Lachlan made a groaning sound as she clicked end.
“Deli MacDonald, we need a night out. And I know the perfect place.”
She sent Deli to her room to do a quick change out of her muddy leggings and tearstained top while Mo listened for the sound of Lachlan’s tires outside over the “getting ready music” Deli played from her phone.
It took him much longer to walk to the cottage from his truck after he’d parked than it usually did.
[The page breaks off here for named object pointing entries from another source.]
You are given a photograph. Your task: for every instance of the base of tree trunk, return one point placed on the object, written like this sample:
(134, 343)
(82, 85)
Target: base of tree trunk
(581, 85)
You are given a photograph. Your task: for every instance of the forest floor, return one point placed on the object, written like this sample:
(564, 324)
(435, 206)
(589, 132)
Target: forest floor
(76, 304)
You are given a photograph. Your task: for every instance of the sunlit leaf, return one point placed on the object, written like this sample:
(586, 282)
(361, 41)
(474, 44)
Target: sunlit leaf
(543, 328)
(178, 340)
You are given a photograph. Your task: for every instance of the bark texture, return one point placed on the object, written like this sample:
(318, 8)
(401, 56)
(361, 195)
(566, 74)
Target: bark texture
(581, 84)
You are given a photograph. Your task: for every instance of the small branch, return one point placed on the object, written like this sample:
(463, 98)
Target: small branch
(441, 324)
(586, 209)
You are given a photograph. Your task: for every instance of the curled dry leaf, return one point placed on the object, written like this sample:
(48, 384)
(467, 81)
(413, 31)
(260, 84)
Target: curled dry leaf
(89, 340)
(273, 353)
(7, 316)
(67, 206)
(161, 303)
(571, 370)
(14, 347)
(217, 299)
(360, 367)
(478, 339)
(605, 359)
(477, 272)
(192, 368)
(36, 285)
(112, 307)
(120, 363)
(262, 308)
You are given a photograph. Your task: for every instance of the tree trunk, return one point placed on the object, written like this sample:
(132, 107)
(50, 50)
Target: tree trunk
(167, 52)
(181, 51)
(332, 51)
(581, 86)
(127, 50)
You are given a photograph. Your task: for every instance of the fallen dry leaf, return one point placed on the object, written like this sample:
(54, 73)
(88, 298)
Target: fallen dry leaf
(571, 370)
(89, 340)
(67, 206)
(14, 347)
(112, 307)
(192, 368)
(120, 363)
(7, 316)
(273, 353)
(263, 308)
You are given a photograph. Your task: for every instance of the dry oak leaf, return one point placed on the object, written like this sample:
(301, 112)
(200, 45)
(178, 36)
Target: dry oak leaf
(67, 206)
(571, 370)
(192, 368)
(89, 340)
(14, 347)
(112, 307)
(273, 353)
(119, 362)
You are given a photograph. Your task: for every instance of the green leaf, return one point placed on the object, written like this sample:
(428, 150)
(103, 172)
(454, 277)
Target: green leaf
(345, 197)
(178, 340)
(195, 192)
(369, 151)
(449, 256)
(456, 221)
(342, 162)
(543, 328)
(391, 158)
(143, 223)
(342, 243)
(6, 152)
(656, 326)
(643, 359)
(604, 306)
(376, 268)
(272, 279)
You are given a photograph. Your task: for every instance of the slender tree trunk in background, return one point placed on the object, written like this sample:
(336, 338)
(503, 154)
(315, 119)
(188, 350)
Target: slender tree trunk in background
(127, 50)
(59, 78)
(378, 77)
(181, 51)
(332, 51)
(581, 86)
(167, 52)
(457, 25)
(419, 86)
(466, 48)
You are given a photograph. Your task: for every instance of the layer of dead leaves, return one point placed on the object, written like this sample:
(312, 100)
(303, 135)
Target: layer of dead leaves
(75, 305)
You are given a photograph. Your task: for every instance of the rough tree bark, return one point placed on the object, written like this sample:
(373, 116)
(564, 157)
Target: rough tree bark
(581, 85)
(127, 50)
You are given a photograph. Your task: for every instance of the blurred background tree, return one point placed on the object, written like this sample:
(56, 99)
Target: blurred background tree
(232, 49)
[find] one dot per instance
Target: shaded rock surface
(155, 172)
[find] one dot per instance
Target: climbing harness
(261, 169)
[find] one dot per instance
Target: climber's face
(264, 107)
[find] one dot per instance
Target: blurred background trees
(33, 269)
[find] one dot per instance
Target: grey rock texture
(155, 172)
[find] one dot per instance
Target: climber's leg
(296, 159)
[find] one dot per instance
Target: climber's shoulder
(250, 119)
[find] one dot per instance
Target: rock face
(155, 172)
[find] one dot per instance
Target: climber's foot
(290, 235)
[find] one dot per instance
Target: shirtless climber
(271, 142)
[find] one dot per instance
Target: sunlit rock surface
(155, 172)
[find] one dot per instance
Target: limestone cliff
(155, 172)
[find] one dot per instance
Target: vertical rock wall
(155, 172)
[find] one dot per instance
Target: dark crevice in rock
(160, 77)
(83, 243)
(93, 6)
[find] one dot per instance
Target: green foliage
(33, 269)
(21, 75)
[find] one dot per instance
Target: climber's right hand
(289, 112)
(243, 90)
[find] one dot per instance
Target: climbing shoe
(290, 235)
He paused in the doorway, glancing through the living room like a vampire waiting on an invitation, until Beans made a play for the space between his boots.
“You’re letting Beans out and cold air in, Lachlan.”
He made a show of checking his watch. Beans yelled in the crook of his arm. “I need to get back, Mo. Can we hurry?”
“Should I put on makeup for wherever we’re going?” Deli shouted from the bathroom.
“No,” Lachlan said as Mo said, “Sure!”
He pressed his lips into a line and shifted from foot to foot until Beans sank a prison-break bite into his hand.
“Jesus!” Lachlan dropped the cat as he examined his unbroken skin. “Evil legume!”
Mo grinned. “Funny, he says the same thing about you.”
Deli emerged from her room in a fresh sweater and jeans, squeezing her arms into the same sad denim jacket she’d been hang drying in the humidity since the first day it got wet.
“Isn’t that still a bit damp?” Mo asked.
“Oh, it’s no big deal.” Deli’s smile didn’t reach her eyes. “It’s the only one I brought.”
“Lachlan.” Mo turned to him. “Can you grab the jacket from the closet behind you? The old leather one.”
He frowned. “The leather one?”
Mo answered him with a very rare glint. “Absolutely.”
“It’s fine, really!” Deli interjected, her eyes moving between them. “I don’t need it!”
“Lachlan,” Mo said flatly. “The jacket. Please.”
Lachlan pulled it from the closet it had hung in for many, many years.
Deli’s eyes narrowed as she snatched it from his hand. “Thanks.”
He grunted in response as Deli slipped into it like it was always meant to be hers. Mo wondered if, perhaps, it was.
Lachlan was glaring at her niece like she’d torn up his favorite baseball card. “Oi,” Mo called, snapping him out of it. “Is it happening?”
Lachlan sighed but nodded.
“Well then, what are we waiting for?” She jostled Deli toward the door. “We’ve got a show to catch!”